In April the pair finally screened a 135-minute director’s cut for friends, family, crew members, and the subjects. (I haven’t seen it; there’ve been no press screenings.) It hasn’t been picked up by a distributor yet, but it has been accepted by the prestigious Toronto International Film Festival, which takes place in September, and it is at the programmers’ request that it has been shortened. Thomas and Legler had already expected to have to edit it down for distribution, so they weren’t too upset. “It all comes down to art versus the restrictions of the marketplace,” says Legler. “We always said that we didn’t work on this film so that no one would see it.”
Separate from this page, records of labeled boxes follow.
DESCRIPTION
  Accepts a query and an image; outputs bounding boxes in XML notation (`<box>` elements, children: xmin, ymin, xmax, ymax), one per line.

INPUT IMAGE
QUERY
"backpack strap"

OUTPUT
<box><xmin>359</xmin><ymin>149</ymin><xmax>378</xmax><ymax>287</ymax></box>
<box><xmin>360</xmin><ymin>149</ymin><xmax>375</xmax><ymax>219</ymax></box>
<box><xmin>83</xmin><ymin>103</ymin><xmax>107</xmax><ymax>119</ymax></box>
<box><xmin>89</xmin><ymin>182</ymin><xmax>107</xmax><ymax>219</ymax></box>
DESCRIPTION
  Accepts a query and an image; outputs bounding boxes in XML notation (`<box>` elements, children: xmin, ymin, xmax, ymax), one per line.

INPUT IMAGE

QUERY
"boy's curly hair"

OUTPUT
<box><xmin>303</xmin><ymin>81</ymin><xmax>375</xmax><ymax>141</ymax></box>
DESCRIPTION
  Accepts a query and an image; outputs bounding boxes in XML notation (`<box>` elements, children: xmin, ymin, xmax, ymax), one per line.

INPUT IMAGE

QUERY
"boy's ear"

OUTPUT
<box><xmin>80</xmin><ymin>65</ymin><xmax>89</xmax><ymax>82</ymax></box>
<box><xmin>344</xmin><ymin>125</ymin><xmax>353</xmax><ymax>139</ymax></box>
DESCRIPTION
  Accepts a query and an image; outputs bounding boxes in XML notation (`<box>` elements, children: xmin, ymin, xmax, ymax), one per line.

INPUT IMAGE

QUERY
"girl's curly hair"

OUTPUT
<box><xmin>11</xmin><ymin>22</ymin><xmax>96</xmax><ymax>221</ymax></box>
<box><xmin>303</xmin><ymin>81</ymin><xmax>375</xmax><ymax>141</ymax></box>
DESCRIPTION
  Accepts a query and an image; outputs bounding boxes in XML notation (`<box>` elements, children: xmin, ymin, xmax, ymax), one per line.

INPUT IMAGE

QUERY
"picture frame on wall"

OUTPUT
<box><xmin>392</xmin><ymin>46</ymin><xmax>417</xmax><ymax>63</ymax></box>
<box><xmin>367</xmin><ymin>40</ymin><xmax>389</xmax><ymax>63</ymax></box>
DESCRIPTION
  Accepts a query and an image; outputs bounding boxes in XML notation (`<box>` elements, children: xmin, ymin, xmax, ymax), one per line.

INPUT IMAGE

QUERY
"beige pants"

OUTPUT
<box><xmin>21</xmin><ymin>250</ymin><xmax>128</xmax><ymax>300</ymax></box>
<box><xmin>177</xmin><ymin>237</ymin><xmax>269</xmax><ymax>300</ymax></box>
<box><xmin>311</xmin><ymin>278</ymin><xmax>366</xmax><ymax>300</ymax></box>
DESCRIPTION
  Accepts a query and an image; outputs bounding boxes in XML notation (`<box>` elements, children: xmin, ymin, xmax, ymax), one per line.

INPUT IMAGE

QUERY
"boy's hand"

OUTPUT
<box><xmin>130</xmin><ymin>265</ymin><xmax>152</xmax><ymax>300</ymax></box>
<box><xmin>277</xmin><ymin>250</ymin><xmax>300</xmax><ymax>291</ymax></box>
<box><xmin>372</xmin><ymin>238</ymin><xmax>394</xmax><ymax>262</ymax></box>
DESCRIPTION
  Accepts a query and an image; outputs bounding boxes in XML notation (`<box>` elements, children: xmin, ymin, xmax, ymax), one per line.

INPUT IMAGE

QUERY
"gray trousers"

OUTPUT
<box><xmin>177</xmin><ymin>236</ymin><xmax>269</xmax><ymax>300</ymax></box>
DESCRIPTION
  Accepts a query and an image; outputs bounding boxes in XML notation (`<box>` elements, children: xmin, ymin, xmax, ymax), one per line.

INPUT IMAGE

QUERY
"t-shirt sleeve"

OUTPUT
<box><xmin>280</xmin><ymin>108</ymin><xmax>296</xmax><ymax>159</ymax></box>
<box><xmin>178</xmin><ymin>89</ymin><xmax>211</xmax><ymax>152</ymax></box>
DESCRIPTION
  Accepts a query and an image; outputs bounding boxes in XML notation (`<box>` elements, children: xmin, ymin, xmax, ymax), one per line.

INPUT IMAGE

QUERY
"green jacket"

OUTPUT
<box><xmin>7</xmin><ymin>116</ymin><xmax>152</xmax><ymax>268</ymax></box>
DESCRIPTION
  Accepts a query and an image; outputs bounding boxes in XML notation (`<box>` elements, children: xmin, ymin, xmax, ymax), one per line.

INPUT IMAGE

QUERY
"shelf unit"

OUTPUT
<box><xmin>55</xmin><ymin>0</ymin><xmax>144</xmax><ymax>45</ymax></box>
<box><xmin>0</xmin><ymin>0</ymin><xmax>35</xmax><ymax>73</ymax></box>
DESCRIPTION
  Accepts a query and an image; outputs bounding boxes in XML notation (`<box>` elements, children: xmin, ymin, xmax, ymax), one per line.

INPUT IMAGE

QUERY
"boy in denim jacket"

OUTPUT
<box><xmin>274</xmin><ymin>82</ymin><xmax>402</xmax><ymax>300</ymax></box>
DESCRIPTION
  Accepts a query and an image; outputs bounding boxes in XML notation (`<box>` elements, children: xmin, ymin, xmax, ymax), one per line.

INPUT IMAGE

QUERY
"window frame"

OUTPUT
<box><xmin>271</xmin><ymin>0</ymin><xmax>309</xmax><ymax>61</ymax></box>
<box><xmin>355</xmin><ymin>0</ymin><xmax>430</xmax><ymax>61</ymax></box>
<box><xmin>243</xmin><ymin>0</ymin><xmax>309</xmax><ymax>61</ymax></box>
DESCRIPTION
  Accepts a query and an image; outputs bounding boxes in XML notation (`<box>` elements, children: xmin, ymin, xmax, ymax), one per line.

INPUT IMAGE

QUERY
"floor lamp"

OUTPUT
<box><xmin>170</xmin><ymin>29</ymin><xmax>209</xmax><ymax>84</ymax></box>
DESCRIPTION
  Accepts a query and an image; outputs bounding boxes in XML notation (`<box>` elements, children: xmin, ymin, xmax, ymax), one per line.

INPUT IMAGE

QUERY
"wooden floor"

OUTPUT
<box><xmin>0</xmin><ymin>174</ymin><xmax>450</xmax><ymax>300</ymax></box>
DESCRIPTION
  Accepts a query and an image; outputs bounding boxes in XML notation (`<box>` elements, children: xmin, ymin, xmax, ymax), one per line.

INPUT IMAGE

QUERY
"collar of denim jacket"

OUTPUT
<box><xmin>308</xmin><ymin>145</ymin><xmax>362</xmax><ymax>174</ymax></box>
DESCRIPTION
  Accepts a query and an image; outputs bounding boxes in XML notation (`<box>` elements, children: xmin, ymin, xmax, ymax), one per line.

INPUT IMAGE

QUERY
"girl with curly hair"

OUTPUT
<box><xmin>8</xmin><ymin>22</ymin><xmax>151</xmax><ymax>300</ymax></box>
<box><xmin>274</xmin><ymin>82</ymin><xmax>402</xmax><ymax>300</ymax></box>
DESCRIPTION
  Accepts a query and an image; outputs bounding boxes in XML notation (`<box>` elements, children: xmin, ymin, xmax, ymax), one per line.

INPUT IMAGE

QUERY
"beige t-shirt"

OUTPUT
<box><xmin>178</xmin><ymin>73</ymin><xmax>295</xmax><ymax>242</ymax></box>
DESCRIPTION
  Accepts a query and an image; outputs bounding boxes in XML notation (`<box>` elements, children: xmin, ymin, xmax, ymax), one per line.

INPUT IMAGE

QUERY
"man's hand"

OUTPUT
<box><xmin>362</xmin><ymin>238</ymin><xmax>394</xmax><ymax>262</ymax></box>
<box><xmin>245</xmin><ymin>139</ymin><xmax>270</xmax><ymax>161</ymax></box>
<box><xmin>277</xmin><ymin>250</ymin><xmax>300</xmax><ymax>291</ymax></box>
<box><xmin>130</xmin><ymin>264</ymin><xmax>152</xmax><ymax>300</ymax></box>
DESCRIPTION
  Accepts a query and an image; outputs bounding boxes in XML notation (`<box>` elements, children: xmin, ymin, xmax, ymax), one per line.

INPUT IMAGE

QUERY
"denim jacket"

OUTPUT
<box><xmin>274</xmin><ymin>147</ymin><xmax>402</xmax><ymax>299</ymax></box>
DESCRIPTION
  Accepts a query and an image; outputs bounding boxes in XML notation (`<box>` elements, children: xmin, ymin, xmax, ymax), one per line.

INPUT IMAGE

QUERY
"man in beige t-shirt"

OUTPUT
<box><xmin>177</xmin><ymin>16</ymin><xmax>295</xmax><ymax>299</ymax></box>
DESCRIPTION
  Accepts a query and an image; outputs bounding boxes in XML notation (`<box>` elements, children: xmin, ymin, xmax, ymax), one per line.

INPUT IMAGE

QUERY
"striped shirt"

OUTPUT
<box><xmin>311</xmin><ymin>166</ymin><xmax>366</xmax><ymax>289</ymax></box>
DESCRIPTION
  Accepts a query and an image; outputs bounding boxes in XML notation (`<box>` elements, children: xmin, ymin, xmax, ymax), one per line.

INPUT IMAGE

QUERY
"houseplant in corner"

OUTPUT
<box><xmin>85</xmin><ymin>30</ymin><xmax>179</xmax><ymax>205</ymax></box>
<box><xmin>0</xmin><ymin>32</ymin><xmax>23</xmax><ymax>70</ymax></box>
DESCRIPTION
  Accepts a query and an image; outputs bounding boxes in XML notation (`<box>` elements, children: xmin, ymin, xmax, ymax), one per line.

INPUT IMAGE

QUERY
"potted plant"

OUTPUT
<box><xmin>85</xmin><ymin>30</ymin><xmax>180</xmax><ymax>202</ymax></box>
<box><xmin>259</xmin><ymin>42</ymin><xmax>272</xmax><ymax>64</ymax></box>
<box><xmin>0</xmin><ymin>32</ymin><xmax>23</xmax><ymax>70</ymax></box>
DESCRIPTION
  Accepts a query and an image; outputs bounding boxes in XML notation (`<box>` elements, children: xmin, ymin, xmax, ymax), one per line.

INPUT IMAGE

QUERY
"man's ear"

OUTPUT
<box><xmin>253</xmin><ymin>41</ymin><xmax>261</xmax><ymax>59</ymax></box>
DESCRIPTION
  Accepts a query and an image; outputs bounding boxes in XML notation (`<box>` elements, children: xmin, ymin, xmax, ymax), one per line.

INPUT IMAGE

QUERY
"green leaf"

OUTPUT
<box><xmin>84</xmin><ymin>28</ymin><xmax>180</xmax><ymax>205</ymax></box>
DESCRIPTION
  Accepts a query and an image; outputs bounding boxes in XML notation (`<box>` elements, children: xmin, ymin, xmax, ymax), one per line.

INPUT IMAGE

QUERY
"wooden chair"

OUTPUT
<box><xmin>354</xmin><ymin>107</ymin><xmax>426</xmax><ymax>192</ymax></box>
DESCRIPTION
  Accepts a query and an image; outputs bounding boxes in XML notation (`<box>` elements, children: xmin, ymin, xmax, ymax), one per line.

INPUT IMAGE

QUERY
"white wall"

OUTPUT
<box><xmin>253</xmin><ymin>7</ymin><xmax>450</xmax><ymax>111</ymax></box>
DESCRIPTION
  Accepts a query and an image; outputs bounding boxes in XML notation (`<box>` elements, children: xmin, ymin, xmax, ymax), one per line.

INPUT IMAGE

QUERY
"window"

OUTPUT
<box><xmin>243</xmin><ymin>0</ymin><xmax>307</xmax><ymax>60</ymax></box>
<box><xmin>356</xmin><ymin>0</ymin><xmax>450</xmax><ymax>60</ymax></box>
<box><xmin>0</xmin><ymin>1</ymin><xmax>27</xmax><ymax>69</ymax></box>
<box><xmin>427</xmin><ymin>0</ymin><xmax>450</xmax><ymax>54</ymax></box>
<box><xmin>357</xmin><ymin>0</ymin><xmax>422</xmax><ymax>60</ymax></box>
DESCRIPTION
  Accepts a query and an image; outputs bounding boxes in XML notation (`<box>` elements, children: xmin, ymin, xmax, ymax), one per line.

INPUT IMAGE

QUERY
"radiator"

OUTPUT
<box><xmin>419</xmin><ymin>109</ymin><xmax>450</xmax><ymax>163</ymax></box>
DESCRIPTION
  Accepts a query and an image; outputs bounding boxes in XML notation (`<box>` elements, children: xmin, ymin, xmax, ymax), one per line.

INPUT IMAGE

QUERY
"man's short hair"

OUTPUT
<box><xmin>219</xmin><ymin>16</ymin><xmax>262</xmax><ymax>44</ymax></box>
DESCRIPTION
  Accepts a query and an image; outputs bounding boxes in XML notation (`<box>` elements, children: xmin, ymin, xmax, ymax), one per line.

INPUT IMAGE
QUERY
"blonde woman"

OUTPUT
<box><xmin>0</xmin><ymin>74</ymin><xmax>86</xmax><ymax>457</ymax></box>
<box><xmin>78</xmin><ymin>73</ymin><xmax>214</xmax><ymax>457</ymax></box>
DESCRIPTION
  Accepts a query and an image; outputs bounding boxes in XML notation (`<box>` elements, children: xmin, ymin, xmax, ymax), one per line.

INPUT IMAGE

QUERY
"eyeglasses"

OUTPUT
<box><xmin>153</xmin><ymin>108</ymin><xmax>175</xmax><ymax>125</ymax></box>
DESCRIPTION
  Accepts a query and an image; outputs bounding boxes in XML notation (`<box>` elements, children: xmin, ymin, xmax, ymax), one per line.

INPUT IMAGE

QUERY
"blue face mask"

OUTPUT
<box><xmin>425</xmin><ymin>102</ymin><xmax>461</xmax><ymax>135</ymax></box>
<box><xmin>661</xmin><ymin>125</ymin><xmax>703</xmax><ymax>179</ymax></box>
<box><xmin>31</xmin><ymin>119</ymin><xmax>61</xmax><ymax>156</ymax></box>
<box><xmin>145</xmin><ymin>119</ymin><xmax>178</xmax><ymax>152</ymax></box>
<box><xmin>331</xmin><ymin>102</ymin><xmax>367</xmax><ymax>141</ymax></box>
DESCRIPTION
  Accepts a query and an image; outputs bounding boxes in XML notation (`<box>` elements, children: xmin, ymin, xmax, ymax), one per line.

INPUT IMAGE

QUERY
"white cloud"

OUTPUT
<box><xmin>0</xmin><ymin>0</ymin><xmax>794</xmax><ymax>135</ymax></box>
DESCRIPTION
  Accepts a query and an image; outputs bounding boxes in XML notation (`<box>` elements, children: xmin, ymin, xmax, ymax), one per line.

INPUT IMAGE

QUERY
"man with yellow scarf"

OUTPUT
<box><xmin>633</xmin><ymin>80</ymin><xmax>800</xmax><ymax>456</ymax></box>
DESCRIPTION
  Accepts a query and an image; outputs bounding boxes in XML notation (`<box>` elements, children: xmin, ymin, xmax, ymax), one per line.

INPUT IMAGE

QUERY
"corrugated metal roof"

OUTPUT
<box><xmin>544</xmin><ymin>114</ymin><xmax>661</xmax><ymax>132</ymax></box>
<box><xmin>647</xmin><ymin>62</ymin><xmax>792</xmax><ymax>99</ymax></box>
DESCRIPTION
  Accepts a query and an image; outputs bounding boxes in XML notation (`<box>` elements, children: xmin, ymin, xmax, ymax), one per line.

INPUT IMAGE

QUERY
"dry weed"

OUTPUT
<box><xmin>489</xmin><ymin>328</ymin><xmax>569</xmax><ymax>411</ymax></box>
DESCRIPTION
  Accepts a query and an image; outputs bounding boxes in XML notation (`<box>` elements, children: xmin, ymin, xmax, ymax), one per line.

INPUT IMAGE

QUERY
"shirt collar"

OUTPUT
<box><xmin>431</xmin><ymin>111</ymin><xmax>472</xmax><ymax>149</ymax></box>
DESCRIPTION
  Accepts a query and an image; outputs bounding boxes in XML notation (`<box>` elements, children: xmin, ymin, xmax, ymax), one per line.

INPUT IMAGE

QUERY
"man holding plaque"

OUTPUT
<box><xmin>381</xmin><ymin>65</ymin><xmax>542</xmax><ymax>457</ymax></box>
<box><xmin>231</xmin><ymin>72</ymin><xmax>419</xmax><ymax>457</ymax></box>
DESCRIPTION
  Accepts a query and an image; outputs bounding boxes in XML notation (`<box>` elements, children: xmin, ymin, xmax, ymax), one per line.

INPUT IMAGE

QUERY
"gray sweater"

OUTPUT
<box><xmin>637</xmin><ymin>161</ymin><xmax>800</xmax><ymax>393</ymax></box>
Another of CUFF’s music-related offerings, Our Nation: A Korean Punk Rock Community, tackles a fascinating topic: the mid-90s emergence of punk rock in Seoul. Though the scene isn’t by any means cohesive or easy to pin down–the subjects argue over a definition of punk and disagree about what their activities really mean–over the course of the 39-minute video a sense of developing community does come through. Directors Timothy Tangherlini and Stephen Epstein make some odd aesthetic choices, though: an extended segment on the all-female band Supermarket lets the drummer yammer on about how much she enjoys doing laundry, and for a full minute we watch her clean a pair of socks. Sooyoung Park, the Korean-American musician who fronted the Chicago indie-rock band Seam, narrates. It’s showing Friday, August 23, at 6:45 PM and Monday, August 26, at 1:45 PM at Landmark’s Century Centre, on a program with the animated short Rude Roll (How to Dance Ska) and Useless, a documentary about Gerry Hannah, the former Subhumans bassist who went on to become an infamous Canadian terrorist.